Gilles Moëc, chef économiste chez AXA IM, estime que "la Fed n'est pas prête à atterrir. Il tourne actuellement autour de la piste, essayant de voir à travers un 'brouillard de données' si les conditions sont remplies avant de déployer complètement le train d'atterrissage". "Nous pensons que le ralentissement à 50 points de base s'accompagnera de nombreux avertissements, tant en termes de commentaires qualitatifs que dans les principales conclusions des nouvelles prévisions", souligne-t-il.
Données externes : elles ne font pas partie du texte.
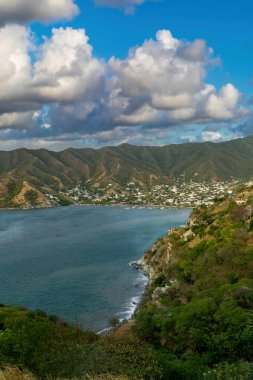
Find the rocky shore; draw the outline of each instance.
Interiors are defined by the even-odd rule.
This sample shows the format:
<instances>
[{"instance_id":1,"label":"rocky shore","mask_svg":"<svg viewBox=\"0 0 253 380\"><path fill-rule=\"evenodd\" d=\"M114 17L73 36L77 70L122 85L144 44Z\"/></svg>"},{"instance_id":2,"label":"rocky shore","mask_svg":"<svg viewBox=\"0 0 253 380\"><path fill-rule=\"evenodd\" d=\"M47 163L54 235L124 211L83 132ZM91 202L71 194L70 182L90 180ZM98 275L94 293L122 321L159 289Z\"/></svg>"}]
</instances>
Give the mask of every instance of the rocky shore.
<instances>
[{"instance_id":1,"label":"rocky shore","mask_svg":"<svg viewBox=\"0 0 253 380\"><path fill-rule=\"evenodd\" d=\"M140 270L142 271L145 276L148 277L149 281L152 280L152 278L154 277L154 270L153 268L146 262L145 260L145 255L137 260L137 261L132 261L130 263L130 266L135 269L135 270Z\"/></svg>"}]
</instances>

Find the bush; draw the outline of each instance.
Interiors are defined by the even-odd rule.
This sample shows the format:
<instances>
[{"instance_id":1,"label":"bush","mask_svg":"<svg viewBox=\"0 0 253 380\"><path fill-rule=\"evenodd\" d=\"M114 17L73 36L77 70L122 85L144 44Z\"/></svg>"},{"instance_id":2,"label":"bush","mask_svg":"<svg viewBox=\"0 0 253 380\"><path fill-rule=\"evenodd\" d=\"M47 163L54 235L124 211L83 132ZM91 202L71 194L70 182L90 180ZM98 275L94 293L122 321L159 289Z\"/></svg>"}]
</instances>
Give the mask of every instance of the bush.
<instances>
[{"instance_id":1,"label":"bush","mask_svg":"<svg viewBox=\"0 0 253 380\"><path fill-rule=\"evenodd\" d=\"M41 313L6 308L0 314L0 365L28 368L39 377L82 373L84 346L95 334L66 323L52 322Z\"/></svg>"},{"instance_id":2,"label":"bush","mask_svg":"<svg viewBox=\"0 0 253 380\"><path fill-rule=\"evenodd\" d=\"M25 200L30 203L32 206L35 206L37 204L38 200L38 193L35 190L28 190L25 193Z\"/></svg>"},{"instance_id":3,"label":"bush","mask_svg":"<svg viewBox=\"0 0 253 380\"><path fill-rule=\"evenodd\" d=\"M108 336L85 351L84 372L89 374L125 375L131 380L159 380L162 365L156 352L133 336Z\"/></svg>"},{"instance_id":4,"label":"bush","mask_svg":"<svg viewBox=\"0 0 253 380\"><path fill-rule=\"evenodd\" d=\"M203 373L203 380L252 380L252 367L247 362L221 363Z\"/></svg>"}]
</instances>

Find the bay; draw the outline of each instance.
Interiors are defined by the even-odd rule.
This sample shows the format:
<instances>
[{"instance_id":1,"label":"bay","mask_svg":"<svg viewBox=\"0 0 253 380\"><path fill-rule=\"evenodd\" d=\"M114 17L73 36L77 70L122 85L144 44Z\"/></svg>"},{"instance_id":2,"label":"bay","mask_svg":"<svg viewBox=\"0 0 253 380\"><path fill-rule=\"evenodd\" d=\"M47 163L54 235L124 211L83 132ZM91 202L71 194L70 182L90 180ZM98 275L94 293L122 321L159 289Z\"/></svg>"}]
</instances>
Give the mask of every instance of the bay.
<instances>
[{"instance_id":1,"label":"bay","mask_svg":"<svg viewBox=\"0 0 253 380\"><path fill-rule=\"evenodd\" d=\"M0 303L40 309L100 331L128 318L147 279L129 263L186 209L70 206L0 213Z\"/></svg>"}]
</instances>

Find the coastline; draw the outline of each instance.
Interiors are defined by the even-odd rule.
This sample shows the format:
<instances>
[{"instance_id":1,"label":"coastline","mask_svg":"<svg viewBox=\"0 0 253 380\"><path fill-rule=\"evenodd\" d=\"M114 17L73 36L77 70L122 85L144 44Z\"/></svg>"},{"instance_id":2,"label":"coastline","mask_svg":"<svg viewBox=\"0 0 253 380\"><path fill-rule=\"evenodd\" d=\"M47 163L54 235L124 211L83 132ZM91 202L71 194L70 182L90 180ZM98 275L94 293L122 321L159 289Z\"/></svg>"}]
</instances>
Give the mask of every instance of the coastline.
<instances>
[{"instance_id":1,"label":"coastline","mask_svg":"<svg viewBox=\"0 0 253 380\"><path fill-rule=\"evenodd\" d=\"M142 259L140 259L142 260ZM134 322L134 316L136 312L138 311L138 308L143 300L143 296L145 295L145 292L149 286L150 278L147 275L147 273L142 269L141 266L135 266L135 263L139 262L140 260L137 261L132 261L129 263L129 266L132 267L133 270L139 271L139 284L141 284L141 287L143 289L136 295L132 296L129 301L123 305L123 310L119 311L118 313L115 314L115 317L118 318L118 322L115 326L110 326L110 327L105 327L101 331L96 332L97 335L108 335L110 333L117 332L118 329L121 329L123 326L133 323ZM138 278L137 278L138 281Z\"/></svg>"},{"instance_id":2,"label":"coastline","mask_svg":"<svg viewBox=\"0 0 253 380\"><path fill-rule=\"evenodd\" d=\"M41 206L31 206L31 207L8 207L8 208L0 208L0 212L1 211L30 211L30 210L44 210L44 209L53 209L53 208L65 208L65 207L73 207L73 206L77 206L77 207L90 207L90 206L94 206L94 207L125 207L127 208L127 210L131 210L131 209L150 209L150 210L178 210L178 209L182 209L182 210L191 210L192 208L194 208L195 206L164 206L164 205L146 205L146 204L140 204L140 205L131 205L131 204L122 204L122 203L106 203L106 204L97 204L97 203L72 203L72 204L69 204L67 206L61 206L61 205L48 205L48 206L45 206L45 205L41 205Z\"/></svg>"},{"instance_id":3,"label":"coastline","mask_svg":"<svg viewBox=\"0 0 253 380\"><path fill-rule=\"evenodd\" d=\"M156 244L156 242L154 244ZM152 244L150 248L152 248L154 244ZM119 318L119 321L116 324L116 326L105 327L101 331L96 332L97 335L103 336L103 335L109 335L111 333L112 334L122 333L122 330L124 332L125 332L125 330L128 331L129 326L133 325L135 315L138 312L138 309L139 309L139 307L143 301L143 297L145 296L145 293L146 293L146 291L150 285L150 281L152 280L152 276L154 276L154 273L152 272L151 266L149 266L145 263L144 256L145 256L146 252L144 253L144 255L139 260L131 261L129 263L129 266L133 270L138 271L140 276L142 276L143 284L144 284L143 291L141 292L141 294L133 296L130 299L128 306L127 306L127 309L128 309L127 311L120 311L116 314L116 317L117 317L119 315L123 315L123 314L128 313L128 315L125 318L122 318L122 319Z\"/></svg>"},{"instance_id":4,"label":"coastline","mask_svg":"<svg viewBox=\"0 0 253 380\"><path fill-rule=\"evenodd\" d=\"M157 242L157 240L155 241L155 243L153 243L151 245L151 247L149 249L152 249L152 247L156 244L156 242ZM139 260L131 261L129 263L129 266L132 267L133 270L139 271L139 273L143 277L145 277L144 290L142 291L142 293L139 296L135 296L135 297L131 298L131 300L134 299L135 301L132 303L130 302L130 305L132 304L132 310L131 310L131 313L129 313L129 317L124 318L123 320L119 320L117 325L114 327L108 327L108 328L103 329L102 331L99 331L97 333L98 335L108 335L110 333L112 333L112 334L114 334L114 333L124 334L124 333L128 332L130 330L130 328L133 326L135 315L138 312L140 305L143 301L143 298L145 296L145 293L149 288L150 282L152 281L152 278L154 277L154 271L153 271L152 267L150 265L148 265L144 259L146 252L144 253L144 255Z\"/></svg>"},{"instance_id":5,"label":"coastline","mask_svg":"<svg viewBox=\"0 0 253 380\"><path fill-rule=\"evenodd\" d=\"M190 221L190 216L188 218L188 222ZM180 228L184 228L185 226L180 226ZM170 230L169 230L170 231ZM170 233L170 232L169 232ZM133 313L132 315L129 317L129 319L126 319L126 320L123 320L122 322L119 322L117 324L117 326L115 327L112 327L110 329L110 331L108 331L108 333L112 332L112 333L125 333L127 331L130 330L131 326L134 324L134 319L135 319L135 315L136 313L138 312L140 306L141 306L141 303L143 301L143 298L145 296L145 293L146 291L148 290L150 284L151 284L151 281L155 278L155 272L154 272L154 269L151 265L147 264L146 260L145 260L145 255L146 253L151 249L155 249L156 248L156 245L157 245L157 242L158 240L156 240L149 248L148 250L144 253L144 255L139 259L139 260L136 260L136 261L132 261L129 263L129 265L133 268L133 270L137 270L137 271L140 271L141 273L143 273L143 275L146 277L147 279L147 283L145 285L145 289L139 299L139 302L135 305L135 308L133 310Z\"/></svg>"}]
</instances>

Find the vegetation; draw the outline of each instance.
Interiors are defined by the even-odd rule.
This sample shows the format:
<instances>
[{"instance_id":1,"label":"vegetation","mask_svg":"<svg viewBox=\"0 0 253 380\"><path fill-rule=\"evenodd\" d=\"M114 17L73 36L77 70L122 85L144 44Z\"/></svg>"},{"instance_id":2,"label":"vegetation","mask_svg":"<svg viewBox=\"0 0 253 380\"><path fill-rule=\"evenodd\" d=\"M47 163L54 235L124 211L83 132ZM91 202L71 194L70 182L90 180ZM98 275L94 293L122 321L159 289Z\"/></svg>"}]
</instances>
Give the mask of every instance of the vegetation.
<instances>
[{"instance_id":1,"label":"vegetation","mask_svg":"<svg viewBox=\"0 0 253 380\"><path fill-rule=\"evenodd\" d=\"M37 201L38 201L38 193L37 191L35 190L28 190L26 193L25 193L25 200L32 206L36 206L37 205Z\"/></svg>"},{"instance_id":2,"label":"vegetation","mask_svg":"<svg viewBox=\"0 0 253 380\"><path fill-rule=\"evenodd\" d=\"M86 181L96 187L111 183L114 188L124 188L133 180L144 186L168 184L182 175L186 180L222 181L230 180L231 176L237 179L252 176L253 137L163 147L123 144L63 152L19 149L0 152L0 162L0 182L7 176L14 181L22 178L42 193Z\"/></svg>"},{"instance_id":3,"label":"vegetation","mask_svg":"<svg viewBox=\"0 0 253 380\"><path fill-rule=\"evenodd\" d=\"M16 207L15 203L13 202L13 199L16 195L20 193L20 191L23 188L23 182L11 179L8 181L6 185L6 194L4 195L4 198L0 201L0 207L1 208L13 208Z\"/></svg>"},{"instance_id":4,"label":"vegetation","mask_svg":"<svg viewBox=\"0 0 253 380\"><path fill-rule=\"evenodd\" d=\"M2 371L0 371L0 380L37 380L35 376L27 371L20 371L16 367L7 366ZM48 378L48 380L53 380ZM64 379L55 379L64 380ZM125 376L112 376L112 375L101 375L101 376L82 376L79 378L73 378L73 380L130 380Z\"/></svg>"},{"instance_id":5,"label":"vegetation","mask_svg":"<svg viewBox=\"0 0 253 380\"><path fill-rule=\"evenodd\" d=\"M155 350L132 335L98 338L42 311L1 305L0 367L6 365L39 379L107 374L159 379L162 372Z\"/></svg>"},{"instance_id":6,"label":"vegetation","mask_svg":"<svg viewBox=\"0 0 253 380\"><path fill-rule=\"evenodd\" d=\"M66 199L65 197L59 197L59 205L60 206L69 206L69 205L71 205L72 203L68 200L68 199Z\"/></svg>"},{"instance_id":7,"label":"vegetation","mask_svg":"<svg viewBox=\"0 0 253 380\"><path fill-rule=\"evenodd\" d=\"M0 380L11 379L8 371L33 380L8 365L36 379L252 380L252 226L247 189L195 210L187 227L159 239L144 257L150 287L123 334L98 337L1 305Z\"/></svg>"},{"instance_id":8,"label":"vegetation","mask_svg":"<svg viewBox=\"0 0 253 380\"><path fill-rule=\"evenodd\" d=\"M252 211L250 199L202 207L146 254L156 276L134 330L167 378L253 378Z\"/></svg>"}]
</instances>

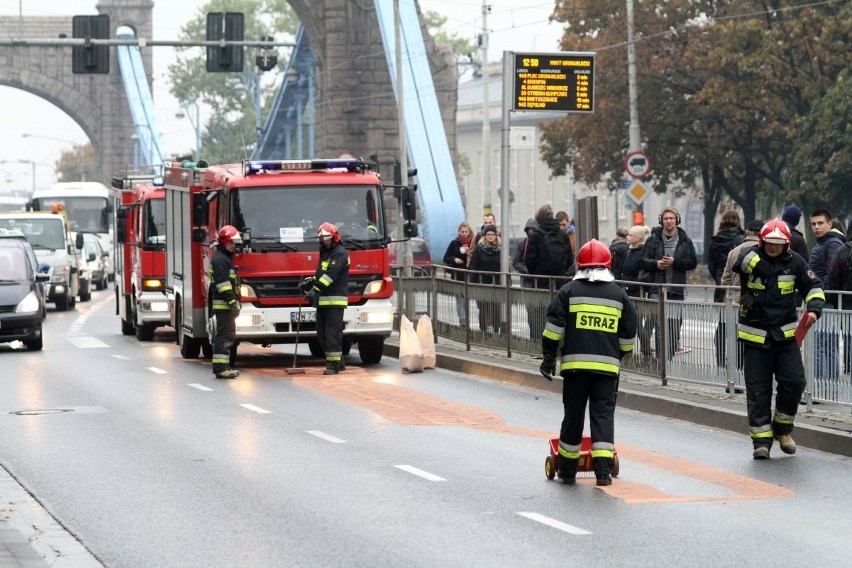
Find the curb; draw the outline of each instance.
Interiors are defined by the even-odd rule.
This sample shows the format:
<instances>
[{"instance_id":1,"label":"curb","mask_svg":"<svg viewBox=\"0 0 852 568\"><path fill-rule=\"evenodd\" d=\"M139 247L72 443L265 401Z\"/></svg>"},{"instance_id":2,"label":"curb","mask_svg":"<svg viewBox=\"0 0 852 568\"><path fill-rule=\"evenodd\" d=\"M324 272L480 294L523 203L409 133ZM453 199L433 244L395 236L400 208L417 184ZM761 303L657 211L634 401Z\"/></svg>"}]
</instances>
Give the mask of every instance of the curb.
<instances>
[{"instance_id":1,"label":"curb","mask_svg":"<svg viewBox=\"0 0 852 568\"><path fill-rule=\"evenodd\" d=\"M384 354L399 358L399 345L385 342ZM562 393L562 381L545 381L537 372L499 362L483 362L463 355L436 352L437 366L447 371L456 371L476 377L493 379L521 387L528 387L554 394ZM618 389L618 406L684 420L702 426L742 433L748 431L748 418L745 410L725 408L719 404L710 404L696 400L648 393L626 386L624 381ZM852 457L852 432L825 428L803 422L796 423L794 433L796 444L823 452ZM745 442L748 440L746 439Z\"/></svg>"}]
</instances>

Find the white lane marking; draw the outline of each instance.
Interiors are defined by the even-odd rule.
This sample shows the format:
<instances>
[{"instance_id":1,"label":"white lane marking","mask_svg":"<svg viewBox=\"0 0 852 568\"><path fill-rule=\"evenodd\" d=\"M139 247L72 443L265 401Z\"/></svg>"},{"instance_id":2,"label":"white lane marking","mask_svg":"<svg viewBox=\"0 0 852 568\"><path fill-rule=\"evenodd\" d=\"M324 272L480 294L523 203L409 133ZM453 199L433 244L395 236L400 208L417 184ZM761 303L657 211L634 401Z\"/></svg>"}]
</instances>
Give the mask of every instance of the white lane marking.
<instances>
[{"instance_id":1,"label":"white lane marking","mask_svg":"<svg viewBox=\"0 0 852 568\"><path fill-rule=\"evenodd\" d=\"M335 438L331 434L326 434L325 432L321 432L319 430L308 430L308 434L311 436L316 436L317 438L322 438L326 442L331 442L332 444L345 444L346 440L341 440L340 438Z\"/></svg>"},{"instance_id":2,"label":"white lane marking","mask_svg":"<svg viewBox=\"0 0 852 568\"><path fill-rule=\"evenodd\" d=\"M164 371L164 370L162 370L158 367L145 367L145 368L148 369L149 371L151 371L152 373L157 373L158 375L167 375L169 373L168 371Z\"/></svg>"},{"instance_id":3,"label":"white lane marking","mask_svg":"<svg viewBox=\"0 0 852 568\"><path fill-rule=\"evenodd\" d=\"M194 388L194 389L198 389L198 390L200 390L200 391L207 391L207 392L211 392L211 391L213 390L213 389L211 389L210 387L205 387L204 385L201 385L201 384L198 384L198 383L186 383L186 384L188 384L188 385L189 385L189 386L191 386L192 388Z\"/></svg>"},{"instance_id":4,"label":"white lane marking","mask_svg":"<svg viewBox=\"0 0 852 568\"><path fill-rule=\"evenodd\" d=\"M126 355L117 355L113 353L112 356L116 359L121 359L122 361L130 361L130 357L127 357Z\"/></svg>"},{"instance_id":5,"label":"white lane marking","mask_svg":"<svg viewBox=\"0 0 852 568\"><path fill-rule=\"evenodd\" d=\"M429 481L446 481L443 477L439 477L434 473L429 473L428 471L423 471L422 469L417 469L413 465L395 465L394 467L399 468L402 471L407 471L408 473L414 474L418 477L422 477L423 479L428 479Z\"/></svg>"},{"instance_id":6,"label":"white lane marking","mask_svg":"<svg viewBox=\"0 0 852 568\"><path fill-rule=\"evenodd\" d=\"M540 513L533 512L518 512L518 515L522 517L526 517L531 521L535 521L537 523L545 524L549 527L553 527L555 529L559 529L560 531L564 531L570 534L576 535L587 535L592 534L590 531L586 529L581 529L580 527L575 527L574 525L569 525L567 523L563 523L562 521L557 521L556 519L551 519L550 517L546 517Z\"/></svg>"},{"instance_id":7,"label":"white lane marking","mask_svg":"<svg viewBox=\"0 0 852 568\"><path fill-rule=\"evenodd\" d=\"M255 406L253 404L241 404L240 406L242 406L243 408L247 408L248 410L251 410L253 412L257 412L258 414L269 414L268 410L264 410L263 408Z\"/></svg>"},{"instance_id":8,"label":"white lane marking","mask_svg":"<svg viewBox=\"0 0 852 568\"><path fill-rule=\"evenodd\" d=\"M109 345L107 345L100 339L96 337L91 337L89 335L66 337L65 340L78 349L97 349L101 347L109 347Z\"/></svg>"}]
</instances>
"La Fed a de bonnes raisons de croire que le resserrement qu'elle a déjà entrepris cette année a un impact sur les pressions inflationnistes, mais aussi que l'écart par rapport à son objectif reste trop élevé pour justifier une certaine complaisance", car "si les conditions financières globales continuent de s'assouplir, les chances de voir l'inflation atterrir relativement rapidement diminueront".
Il manque encore une donnée clé, l'indice des prix à la consommation, qui sera publié le 13 décembre, mais il faudrait un chiffre de l'IPC beaucoup plus élevé que prévu pour faire passer le cadran à 75 points de base."
Christian Scherrmann, économiste américain chez DWS, prévient que la hausse des taux de 50 points de base, plutôt que de 75, "ne doit pas être interprétée comme un changement de la Fed vers une politique monétaire plus modérée". "L'inflation reste trop élevée, les marchés du travail trop forts et l'offre et la demande trop déséquilibrées pour que la Fed baisse la garde. L'inflation montre quelques premiers signes de détente, mais les marchés du travail, surtout, restent un casse-tête majeur pour la Fed. Il y a encore 1,6 offre d'emploi pour chaque chômeur, ce qui signifie que la demande de main-d'œuvre reste forte et que les salaires augmentent de plus de 5 % par an. Cette situation, malheureusement, est loin d'être encourageante pour l'économie", explique-t-il.
"La Fed est soucieuse de dompter l'inflation en causant le moins de dommages possible à l'économie et à la société, mais cette lutte aura un coût. Nous nous attendons à ce que la mise à jour du résumé des projections économiques de la Fed lors de la réunion de décembre reflète ce qu'elles seront, ainsi que la volonté d'accepter une croissance plus faible et des taux d'intérêt plus élevés en 2023. Selon nous, le graphique en points de la Fed est susceptible de montrer un taux maximal légèrement supérieur à 5 %, tandis que la croissance pour l'année prochaine pourrait être ramenée en dessous de 0,5 %, juste avant de prévoir une récession", note-t-il.
"Si les taux d'intérêt restent élevés jusqu'en 2023, on pourrait garantir que l'inflation restera faible au cours des années suivantes. Par conséquent, il est probable qu'il faudra attendre 2024 pour que les membres du FOMC indiquent leurs attentes en matière de normalisation de la politique monétaire", prévient-il.